The best part of this analysis was the tone - he was polite, non-judgemental, and understanding of the fact that it's tough to launch something new and yes, the developers could have done it better, but no need to pile-on, they're probably kicking themselves enough as is.
I am developing a similar application with a map and live data generated dynamically by my server. The difference with my app, is that the data will be global, not for one city.
The Citi Bike Map appears to load all of the data available regardless of map extent, which can be practical with a small dataset.
How do you deal with caching when the extent of the user's map is constantly changing? My server currently returns data relevant to the map extent only. If I were to get Cron to regularly crunch out one big global cache to send to the browser, I would kill my site.
I am assuming the best option would be to figure out some sort of tiling scheme.
If anyone out there has any ideas about that, I am all ears!
You should look into vector map tiles! Basically, you create a little JSON snippet for every image that the map server returns, and then overlay it in the client. There's support for JSON tiles in Polymaps (<http://polymaps.org/>).
Cool! I've not heard of Polymaps before, and will look into it. For the time being, I am using Google Maps.
Do you have any recommendations on how to create the tiles?
The most important thing, is that when a user clicks the markers in my map(whether or not they are real vector markers or rasters passing themselves off as markers), the marker's associated attribute values need to be available to be fed into a popup.
I wouldn't worry about the caching, as your app is unlikely to get the same news coverage as the citi bikes program. I think the author misdiagnosed the citi bikes problem. My guess is they just had too few apache processes. If there was just one database table, the database's query cache should have been able to handle this load. His suggestions of cron based caching are likely redundant and overkill. Even if that wasn't enough, PHP's APC would be a better solution.
You need a way to do geospatial queries and likely clustering of the results. PostGIS will work well, and there are kmeans clustering plugins, or you can just do grid based clustering.
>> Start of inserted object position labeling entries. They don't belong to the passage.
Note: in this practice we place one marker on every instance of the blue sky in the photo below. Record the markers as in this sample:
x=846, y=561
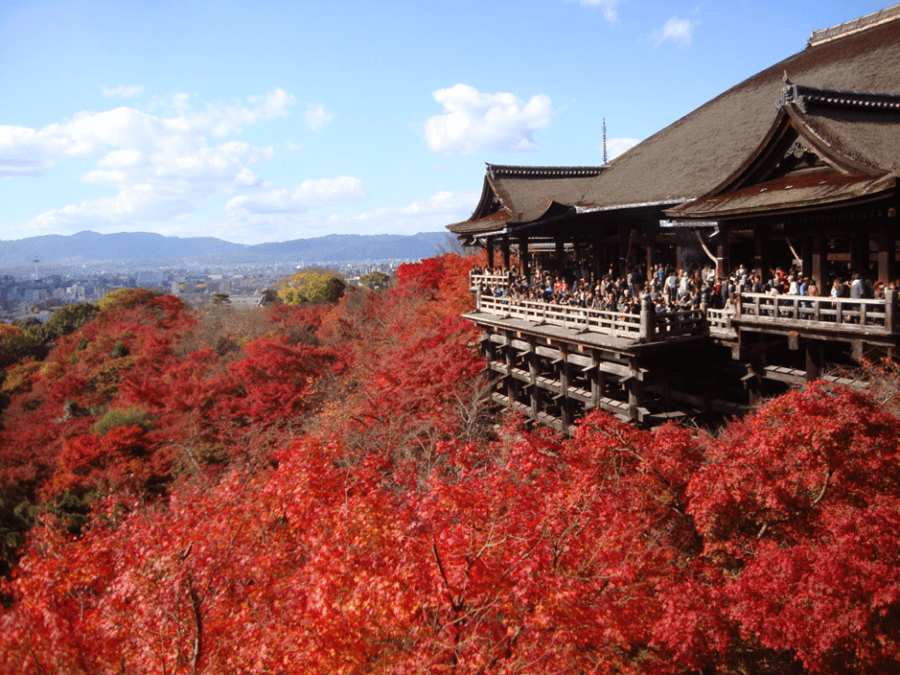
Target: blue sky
x=269, y=121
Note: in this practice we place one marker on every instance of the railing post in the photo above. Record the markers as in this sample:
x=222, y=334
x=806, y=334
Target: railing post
x=890, y=309
x=647, y=316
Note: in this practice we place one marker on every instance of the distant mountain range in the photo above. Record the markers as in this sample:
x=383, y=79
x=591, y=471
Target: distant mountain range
x=91, y=248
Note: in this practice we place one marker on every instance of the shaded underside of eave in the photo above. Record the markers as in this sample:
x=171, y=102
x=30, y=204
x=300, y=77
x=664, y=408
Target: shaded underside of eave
x=494, y=223
x=787, y=194
x=692, y=156
x=530, y=199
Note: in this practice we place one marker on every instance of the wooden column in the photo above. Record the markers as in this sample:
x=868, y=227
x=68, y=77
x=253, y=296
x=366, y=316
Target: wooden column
x=817, y=271
x=723, y=251
x=761, y=255
x=533, y=375
x=815, y=360
x=624, y=240
x=510, y=364
x=560, y=256
x=565, y=408
x=887, y=253
x=651, y=255
x=635, y=392
x=806, y=252
x=859, y=254
x=523, y=254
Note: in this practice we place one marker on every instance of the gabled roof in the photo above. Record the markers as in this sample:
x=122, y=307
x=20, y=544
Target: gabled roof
x=691, y=157
x=519, y=194
x=825, y=147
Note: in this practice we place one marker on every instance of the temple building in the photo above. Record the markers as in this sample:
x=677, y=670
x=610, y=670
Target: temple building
x=791, y=172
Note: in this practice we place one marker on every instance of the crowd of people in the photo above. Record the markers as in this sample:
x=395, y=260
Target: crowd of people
x=668, y=289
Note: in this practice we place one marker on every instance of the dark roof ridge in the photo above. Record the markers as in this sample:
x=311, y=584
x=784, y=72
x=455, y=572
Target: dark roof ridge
x=855, y=26
x=803, y=96
x=505, y=170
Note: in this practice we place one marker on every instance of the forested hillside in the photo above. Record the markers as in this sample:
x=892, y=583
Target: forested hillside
x=322, y=489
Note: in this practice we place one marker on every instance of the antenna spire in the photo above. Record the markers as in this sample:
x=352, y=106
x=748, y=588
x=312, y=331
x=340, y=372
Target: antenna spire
x=604, y=140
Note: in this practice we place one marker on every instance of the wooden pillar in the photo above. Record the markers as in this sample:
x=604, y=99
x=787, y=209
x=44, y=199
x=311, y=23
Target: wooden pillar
x=859, y=254
x=761, y=255
x=523, y=254
x=510, y=364
x=815, y=360
x=890, y=309
x=635, y=392
x=806, y=253
x=817, y=270
x=598, y=382
x=560, y=256
x=533, y=375
x=565, y=407
x=723, y=252
x=624, y=241
x=887, y=253
x=651, y=255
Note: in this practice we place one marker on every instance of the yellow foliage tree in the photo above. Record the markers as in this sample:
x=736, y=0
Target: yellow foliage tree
x=311, y=286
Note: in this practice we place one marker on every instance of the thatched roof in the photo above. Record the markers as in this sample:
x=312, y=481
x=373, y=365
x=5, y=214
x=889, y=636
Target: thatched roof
x=693, y=156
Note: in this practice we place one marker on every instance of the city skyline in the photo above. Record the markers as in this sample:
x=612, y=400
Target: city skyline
x=276, y=121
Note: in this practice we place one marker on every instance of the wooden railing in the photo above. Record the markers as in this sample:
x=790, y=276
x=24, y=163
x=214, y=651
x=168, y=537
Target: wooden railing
x=846, y=314
x=794, y=312
x=484, y=282
x=646, y=326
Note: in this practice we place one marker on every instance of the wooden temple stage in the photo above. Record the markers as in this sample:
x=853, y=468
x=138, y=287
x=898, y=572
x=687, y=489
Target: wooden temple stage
x=556, y=363
x=796, y=167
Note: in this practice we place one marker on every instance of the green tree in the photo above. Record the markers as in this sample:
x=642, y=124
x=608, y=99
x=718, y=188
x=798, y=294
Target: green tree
x=311, y=286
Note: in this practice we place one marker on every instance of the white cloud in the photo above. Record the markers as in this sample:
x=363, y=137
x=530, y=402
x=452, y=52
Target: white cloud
x=160, y=166
x=618, y=146
x=609, y=8
x=122, y=91
x=317, y=117
x=306, y=196
x=476, y=122
x=679, y=31
x=248, y=221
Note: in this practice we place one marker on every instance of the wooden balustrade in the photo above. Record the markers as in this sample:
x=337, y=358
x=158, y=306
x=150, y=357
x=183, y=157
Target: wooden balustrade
x=486, y=281
x=646, y=326
x=793, y=312
x=853, y=315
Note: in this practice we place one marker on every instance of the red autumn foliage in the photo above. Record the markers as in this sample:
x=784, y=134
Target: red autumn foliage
x=305, y=501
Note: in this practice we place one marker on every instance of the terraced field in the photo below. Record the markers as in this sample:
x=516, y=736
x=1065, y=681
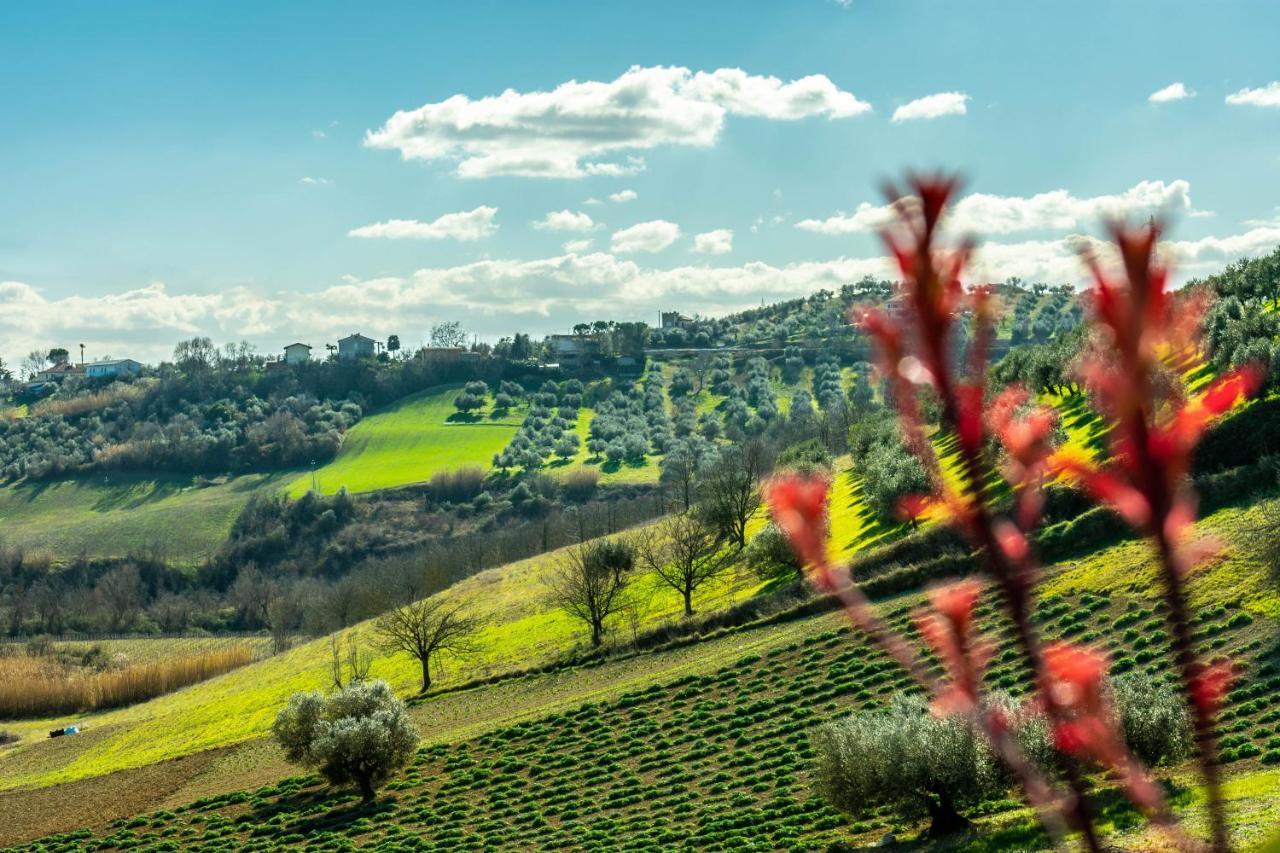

I think a much simpler and more generally applicable piece of advice is to do load testing. Its not that he couldnt think of a faster way to do it. Hejust didnt realize heneeded to because he didnt load test.
The browser is not the only place that can cache HTTP responses - proxy caches from the client's ISP and/or local WAN or corporate intranets should also obey caching rules in the HTTP response headers.
HTTP caching works. The problem with the bike share site in my opinion is instead of using established methods for scaling (like HTTP caching) and other good practices they reinvented the wheel as a Rube Goldberg monstrosity which, big surprise, didn't work.
I've updated my comment above to say "and" instead of "or" as you're quite correct.
From the timeline of events (surviving initial onslaught, then falling over) I'd assumed that was a large part of the problem, people sitting on a live-updating map.